È il paese meraviglioso degli abitanti del Giglio che corrono al soccorso, prima ancora che suonino le sirene degli allarmi. È l’Italia del parroco don Lorenzo che apre la Chiesa nella notte della tragedia. Del vicesindaco che porta aiuti, del commissario di bordo Manrico Giampredoni che sul ponte resta intrappolato sotto il frigorifero con la gamba fracassata perché ha cercato di salvare vite. È il sorriso timido di Giuseppe Girolamo, il batterista di bordo che già imbarcato lascia il posto in scialuppa a un bambino e che ora è disperso. È l’Italia di De Falco che giustamente si schermisce e dice a Il Tirreno: “Abbiamo fatto solo il nostro dovere, cioè portare a regime il soccorso”. Poi denuncia le omissioni e le bugie di Schettino, “il fatto che il comandante parlasse di guasto elettrico non tornava con l’invito ai passeggeri di indossare i giubbotti di salvataggio. Un comandante serio non può far preoccupare inutilmente i suoi passeggeri facendo loro indossare i giubbotti se non è necessario”. E subito dopo: “La Capitaneria è un’istituzione sana, bellissima, semplice: io sono innamorato del lavoro che faccio”.
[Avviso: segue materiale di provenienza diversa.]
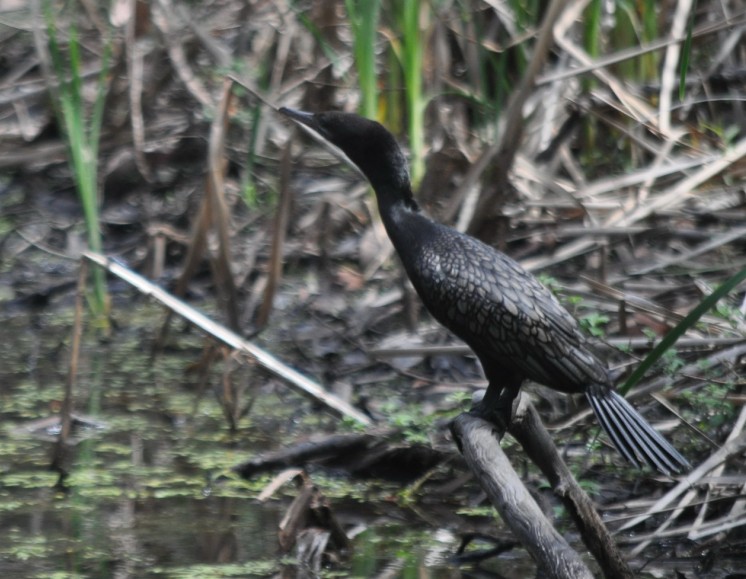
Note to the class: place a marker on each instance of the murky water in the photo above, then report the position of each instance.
(150, 492)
Eppure mentre De Falco resta con i piedi a terra, il suo slogan da maestro involontario vola: diventa un top tweet di Twitter, l’immagine dell’istituzione che c’è, che vigila, e che non si accontenta di una versione di comodo. Se l’Italia cialtrona degli Schettino borbotta scuse inverosimili, infatti, quella dei De Falco la inchioda alle sue contraddizioni. Non ci dovrebbe essere nulla di eroico, in questo, se non che in questi tempi la normalità si trasfigura in eroismo. “
Vadabbordocazzo!”, infine, è un’altra immagine importante, la rottura di un altro falso stereotipo che in questi anni ci é stato propinato come verità di fede: é lo Stato che é più serio del Mercato, il decoro dell’istituzione marina contro la flottiglia low cost per abbattere le spese. É il richiamo alla regola, contro l’ubriacatura dell’arbitrio. Molti dicono: ma De Falco sapeva di essere registrato. È vero, ovviamente, ed è lui stesso che lo comunica al comandante della Concordia. Eppure non è l’imprecazione che rende bello quel documento, ma l’investigazione: l’uomo della Capitaneria (e questa è la parte più interessante del suo racconto) usa l’autorità per far cadere il castello di bugie. Non si fa abbindolare. Ce n’è in questo paese, di finti capitani, coraggiosi quasi mai, che dovrebbero scendere dalle scialuppe e obbedire a quell’ordine perentorio: “Percorra in senso inverso le scale di biscaggina!”. Il senso inverso – ovviamente – alla rotta della fuga.